Where Agent Protocols Actually Matter

  • Marketplaces. "An ecosystem of agents you can hire" requires a protocol; bilateral integrations don't scale.
  • Cross-vendor automation. When the tool vendor and the agent vendor are different companies and want to interoperate.
  • Enterprise composition. Large organizations where different teams ship different agents that need to cooperate.
  • Open-source ecosystems. Where contributors want their agents to plug into anyone's stack.

Where They Don't (Yet)

For most teams today, an internal agent protocol is overkill:

  • A single team building a single agent? Direct function calls.
  • A few cooperating agents in one codebase? A framework's native protocol is plenty.
  • Tool integrations? MCP is the right answer, not an A2A protocol.

You reach for an agent-to-agent protocol when crossing trust boundaries — different teams, different companies, different deployment environments — and you specifically need standardization.

Identity and Trust

The hardest unsolved problem isn't the wire format; it's identity:

  • Who is the agent acting on behalf of? A user? A team? A service account?
  • What can it authorize? Spending money, sending email, deleting data — each has different stakes.
  • How is consent captured? When the user okays "let agent A delegate to agent B," what specifically did they approve?
  • How is the chain audited? When something goes wrong, can you reconstruct who asked whom to do what?

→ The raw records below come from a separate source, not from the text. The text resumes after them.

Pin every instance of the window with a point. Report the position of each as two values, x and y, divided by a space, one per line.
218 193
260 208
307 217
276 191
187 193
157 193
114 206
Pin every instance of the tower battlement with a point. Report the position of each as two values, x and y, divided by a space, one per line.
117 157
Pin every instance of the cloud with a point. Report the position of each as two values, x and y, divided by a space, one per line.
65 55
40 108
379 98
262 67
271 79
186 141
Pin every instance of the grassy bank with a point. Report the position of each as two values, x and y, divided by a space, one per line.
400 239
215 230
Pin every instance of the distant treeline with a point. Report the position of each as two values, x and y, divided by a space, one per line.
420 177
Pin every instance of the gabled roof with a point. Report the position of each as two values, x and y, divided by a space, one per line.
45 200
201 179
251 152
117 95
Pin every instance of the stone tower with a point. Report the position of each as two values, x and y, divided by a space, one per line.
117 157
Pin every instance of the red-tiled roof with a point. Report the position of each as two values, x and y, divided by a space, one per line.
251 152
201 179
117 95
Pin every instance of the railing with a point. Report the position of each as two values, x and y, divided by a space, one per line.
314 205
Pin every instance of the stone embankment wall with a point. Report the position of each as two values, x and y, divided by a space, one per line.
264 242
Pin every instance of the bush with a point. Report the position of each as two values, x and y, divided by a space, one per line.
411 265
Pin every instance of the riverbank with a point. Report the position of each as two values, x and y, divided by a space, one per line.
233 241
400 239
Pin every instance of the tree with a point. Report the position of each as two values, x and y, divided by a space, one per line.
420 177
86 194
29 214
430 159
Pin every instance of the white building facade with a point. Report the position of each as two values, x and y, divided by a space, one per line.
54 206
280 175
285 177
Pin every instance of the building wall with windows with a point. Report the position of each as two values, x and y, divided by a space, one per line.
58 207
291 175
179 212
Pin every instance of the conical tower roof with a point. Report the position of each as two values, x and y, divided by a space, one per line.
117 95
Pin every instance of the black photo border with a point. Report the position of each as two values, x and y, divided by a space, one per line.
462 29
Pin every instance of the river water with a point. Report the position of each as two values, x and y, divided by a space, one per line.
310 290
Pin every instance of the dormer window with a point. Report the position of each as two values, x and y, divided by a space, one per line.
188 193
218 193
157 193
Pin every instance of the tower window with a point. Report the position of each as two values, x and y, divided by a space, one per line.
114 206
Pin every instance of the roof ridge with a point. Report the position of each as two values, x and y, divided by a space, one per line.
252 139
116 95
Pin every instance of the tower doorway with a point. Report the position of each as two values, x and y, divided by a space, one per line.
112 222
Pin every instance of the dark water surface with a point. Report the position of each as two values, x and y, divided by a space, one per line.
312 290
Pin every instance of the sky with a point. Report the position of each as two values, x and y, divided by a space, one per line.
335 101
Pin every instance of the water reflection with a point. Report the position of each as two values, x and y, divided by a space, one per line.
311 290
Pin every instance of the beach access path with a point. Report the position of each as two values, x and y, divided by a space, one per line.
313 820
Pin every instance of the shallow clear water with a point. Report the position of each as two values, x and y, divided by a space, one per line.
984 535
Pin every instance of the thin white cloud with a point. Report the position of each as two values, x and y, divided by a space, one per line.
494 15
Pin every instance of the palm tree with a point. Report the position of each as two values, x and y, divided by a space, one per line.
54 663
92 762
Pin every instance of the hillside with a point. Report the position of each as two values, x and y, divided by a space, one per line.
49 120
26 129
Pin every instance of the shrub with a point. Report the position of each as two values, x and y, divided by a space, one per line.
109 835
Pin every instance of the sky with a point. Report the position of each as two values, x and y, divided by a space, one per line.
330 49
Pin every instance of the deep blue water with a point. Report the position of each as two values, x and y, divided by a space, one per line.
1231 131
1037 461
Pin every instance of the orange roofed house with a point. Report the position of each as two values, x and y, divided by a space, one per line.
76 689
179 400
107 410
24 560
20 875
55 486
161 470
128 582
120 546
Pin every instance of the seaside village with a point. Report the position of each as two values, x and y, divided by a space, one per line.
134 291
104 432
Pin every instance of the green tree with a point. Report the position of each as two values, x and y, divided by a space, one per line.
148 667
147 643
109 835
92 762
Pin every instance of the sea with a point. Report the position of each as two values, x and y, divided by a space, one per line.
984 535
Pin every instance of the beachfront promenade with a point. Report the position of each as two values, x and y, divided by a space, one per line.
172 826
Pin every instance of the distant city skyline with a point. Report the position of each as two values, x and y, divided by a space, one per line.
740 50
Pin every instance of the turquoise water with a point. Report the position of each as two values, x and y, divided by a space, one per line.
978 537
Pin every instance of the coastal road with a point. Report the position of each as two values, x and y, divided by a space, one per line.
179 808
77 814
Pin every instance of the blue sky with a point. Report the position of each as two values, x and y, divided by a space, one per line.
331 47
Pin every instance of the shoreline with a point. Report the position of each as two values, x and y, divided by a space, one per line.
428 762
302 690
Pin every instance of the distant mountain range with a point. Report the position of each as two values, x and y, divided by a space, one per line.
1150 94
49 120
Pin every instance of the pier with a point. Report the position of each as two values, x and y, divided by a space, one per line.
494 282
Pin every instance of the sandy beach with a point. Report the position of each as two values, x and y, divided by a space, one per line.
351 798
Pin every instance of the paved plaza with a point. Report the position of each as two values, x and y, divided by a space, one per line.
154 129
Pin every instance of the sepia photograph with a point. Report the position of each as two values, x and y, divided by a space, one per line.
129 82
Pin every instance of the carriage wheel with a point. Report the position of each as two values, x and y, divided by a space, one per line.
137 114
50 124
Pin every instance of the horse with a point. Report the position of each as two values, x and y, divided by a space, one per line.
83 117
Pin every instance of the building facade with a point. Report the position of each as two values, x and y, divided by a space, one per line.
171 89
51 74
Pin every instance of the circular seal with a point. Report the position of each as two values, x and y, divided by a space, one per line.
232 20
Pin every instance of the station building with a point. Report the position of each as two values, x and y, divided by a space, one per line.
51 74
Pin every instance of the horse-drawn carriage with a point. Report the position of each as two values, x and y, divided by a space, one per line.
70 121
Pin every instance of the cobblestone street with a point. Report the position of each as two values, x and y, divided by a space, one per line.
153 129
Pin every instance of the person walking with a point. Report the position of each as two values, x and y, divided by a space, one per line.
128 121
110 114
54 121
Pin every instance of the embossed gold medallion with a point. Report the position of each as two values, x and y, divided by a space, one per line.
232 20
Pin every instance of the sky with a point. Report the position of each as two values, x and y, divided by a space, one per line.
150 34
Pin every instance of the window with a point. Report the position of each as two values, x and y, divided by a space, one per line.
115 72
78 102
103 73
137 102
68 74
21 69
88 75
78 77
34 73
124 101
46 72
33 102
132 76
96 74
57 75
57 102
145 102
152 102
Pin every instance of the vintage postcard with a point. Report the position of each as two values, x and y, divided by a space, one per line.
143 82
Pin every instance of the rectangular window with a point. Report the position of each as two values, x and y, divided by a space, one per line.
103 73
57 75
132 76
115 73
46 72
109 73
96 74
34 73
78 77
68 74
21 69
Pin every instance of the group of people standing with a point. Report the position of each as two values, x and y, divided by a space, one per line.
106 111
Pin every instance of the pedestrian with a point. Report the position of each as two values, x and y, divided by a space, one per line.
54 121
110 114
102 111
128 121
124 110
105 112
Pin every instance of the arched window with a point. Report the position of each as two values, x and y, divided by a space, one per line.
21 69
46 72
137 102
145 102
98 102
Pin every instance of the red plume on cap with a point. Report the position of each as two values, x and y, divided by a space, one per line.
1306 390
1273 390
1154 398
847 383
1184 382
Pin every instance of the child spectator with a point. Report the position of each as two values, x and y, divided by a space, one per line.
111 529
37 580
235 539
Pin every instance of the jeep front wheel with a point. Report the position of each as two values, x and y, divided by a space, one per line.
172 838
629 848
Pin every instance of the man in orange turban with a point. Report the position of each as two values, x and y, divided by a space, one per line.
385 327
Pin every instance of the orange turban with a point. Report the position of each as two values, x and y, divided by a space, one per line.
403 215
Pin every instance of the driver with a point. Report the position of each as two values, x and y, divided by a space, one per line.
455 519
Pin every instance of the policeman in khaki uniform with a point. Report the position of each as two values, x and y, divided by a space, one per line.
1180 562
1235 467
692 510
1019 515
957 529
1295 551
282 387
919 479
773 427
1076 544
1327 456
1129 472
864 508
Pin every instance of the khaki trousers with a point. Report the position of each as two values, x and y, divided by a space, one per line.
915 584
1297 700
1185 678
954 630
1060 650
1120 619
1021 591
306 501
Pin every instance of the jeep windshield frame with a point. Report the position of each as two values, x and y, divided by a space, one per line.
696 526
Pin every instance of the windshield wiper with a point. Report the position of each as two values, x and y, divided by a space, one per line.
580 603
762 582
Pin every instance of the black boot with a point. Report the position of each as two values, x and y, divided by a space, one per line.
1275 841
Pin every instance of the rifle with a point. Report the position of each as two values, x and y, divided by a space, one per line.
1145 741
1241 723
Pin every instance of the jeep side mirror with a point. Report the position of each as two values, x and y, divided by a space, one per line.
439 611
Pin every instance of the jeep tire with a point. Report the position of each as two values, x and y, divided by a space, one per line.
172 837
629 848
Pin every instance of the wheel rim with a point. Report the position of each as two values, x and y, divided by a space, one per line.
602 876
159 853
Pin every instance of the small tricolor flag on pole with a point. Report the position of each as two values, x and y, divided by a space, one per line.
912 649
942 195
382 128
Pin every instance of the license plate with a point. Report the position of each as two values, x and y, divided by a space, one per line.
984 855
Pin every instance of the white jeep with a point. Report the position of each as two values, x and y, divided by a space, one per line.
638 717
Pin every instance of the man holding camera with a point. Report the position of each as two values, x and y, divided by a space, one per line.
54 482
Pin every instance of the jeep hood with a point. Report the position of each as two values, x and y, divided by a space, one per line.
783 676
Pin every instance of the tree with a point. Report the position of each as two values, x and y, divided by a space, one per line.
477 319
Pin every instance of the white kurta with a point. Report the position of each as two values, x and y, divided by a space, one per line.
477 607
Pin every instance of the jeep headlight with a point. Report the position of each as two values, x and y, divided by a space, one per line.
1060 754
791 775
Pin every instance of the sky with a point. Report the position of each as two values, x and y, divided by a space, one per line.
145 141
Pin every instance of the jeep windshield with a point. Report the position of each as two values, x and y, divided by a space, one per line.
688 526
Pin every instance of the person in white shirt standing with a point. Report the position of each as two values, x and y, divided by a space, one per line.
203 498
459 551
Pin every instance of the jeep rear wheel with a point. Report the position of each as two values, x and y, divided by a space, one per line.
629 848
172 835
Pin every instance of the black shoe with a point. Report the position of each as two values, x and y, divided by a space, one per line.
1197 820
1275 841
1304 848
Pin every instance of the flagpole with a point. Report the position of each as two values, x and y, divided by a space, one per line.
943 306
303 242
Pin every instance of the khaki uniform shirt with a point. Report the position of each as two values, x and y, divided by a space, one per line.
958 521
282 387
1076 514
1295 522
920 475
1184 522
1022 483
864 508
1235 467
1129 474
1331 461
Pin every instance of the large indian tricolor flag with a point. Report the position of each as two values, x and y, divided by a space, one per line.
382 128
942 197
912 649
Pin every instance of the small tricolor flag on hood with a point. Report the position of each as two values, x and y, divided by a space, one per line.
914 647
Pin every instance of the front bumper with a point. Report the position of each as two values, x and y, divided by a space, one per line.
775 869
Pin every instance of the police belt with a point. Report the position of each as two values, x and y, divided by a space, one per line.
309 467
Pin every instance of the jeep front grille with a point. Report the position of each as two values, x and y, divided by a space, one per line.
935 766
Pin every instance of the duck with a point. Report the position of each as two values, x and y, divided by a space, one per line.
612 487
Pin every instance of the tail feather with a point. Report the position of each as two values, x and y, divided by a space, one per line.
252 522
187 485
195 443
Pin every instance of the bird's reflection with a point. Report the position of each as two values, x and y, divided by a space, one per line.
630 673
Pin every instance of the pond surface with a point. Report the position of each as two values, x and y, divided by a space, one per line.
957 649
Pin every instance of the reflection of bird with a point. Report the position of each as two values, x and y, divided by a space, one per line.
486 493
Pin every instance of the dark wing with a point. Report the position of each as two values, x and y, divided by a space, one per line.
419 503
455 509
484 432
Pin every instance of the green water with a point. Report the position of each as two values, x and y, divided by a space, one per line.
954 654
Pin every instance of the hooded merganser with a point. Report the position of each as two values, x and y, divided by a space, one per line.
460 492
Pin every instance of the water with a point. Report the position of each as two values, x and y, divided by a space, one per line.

Existing identity standards (OAuth, OIDC, SPIFFE) can be adapted — and proposals are emerging for agent-specific extensions — but the practice is unsettled.

Privacy Across Boundaries

When agent A sends data to agent B in a different organization, you've created a data flow that may need:

  • Disclosure to the user.
  • Compliance review for sensitive data.
  • Retention rules different from either system's defaults.
  • Right-to-delete that propagates across systems.

The protocol can help, but the policy work is the harder half.

Failure Modes Specific to Multi-Agent Systems

  • Cascading errors. Agent A relies on B, B fails, A makes things worse trying to recover.
  • Coordination loops. Two agents handing work back and forth, neither completing.
  • Contradictory authority. When two agents disagree, who wins?
  • Cost blow-ups. Each cross-agent message is more tokens; multi-agent loops are how you discover unbounded spend.

Hard limits on turns, depth, and cost matter even more in cross-agent settings.

A Pragmatic Stance

The agent protocol space is in roughly the same shape that web services were in the early 2000s — multiple competing standards, real interoperability gaps, lots of vendor positioning. For most teams in 2025:

  • Use MCP for tool and data integration. It's settled enough to bet on.
  • Use direct APIs or a framework for in-house agent communication. Standards aren't yet worth the integration cost.
  • Watch A2A if you're building cross-vendor agent products. It's the most likely winner in that space.
  • Don't over-invest in protocol-level standardization until you're crossing real organizational boundaries.

The answer in two years may look very different. For now, plan for evolution.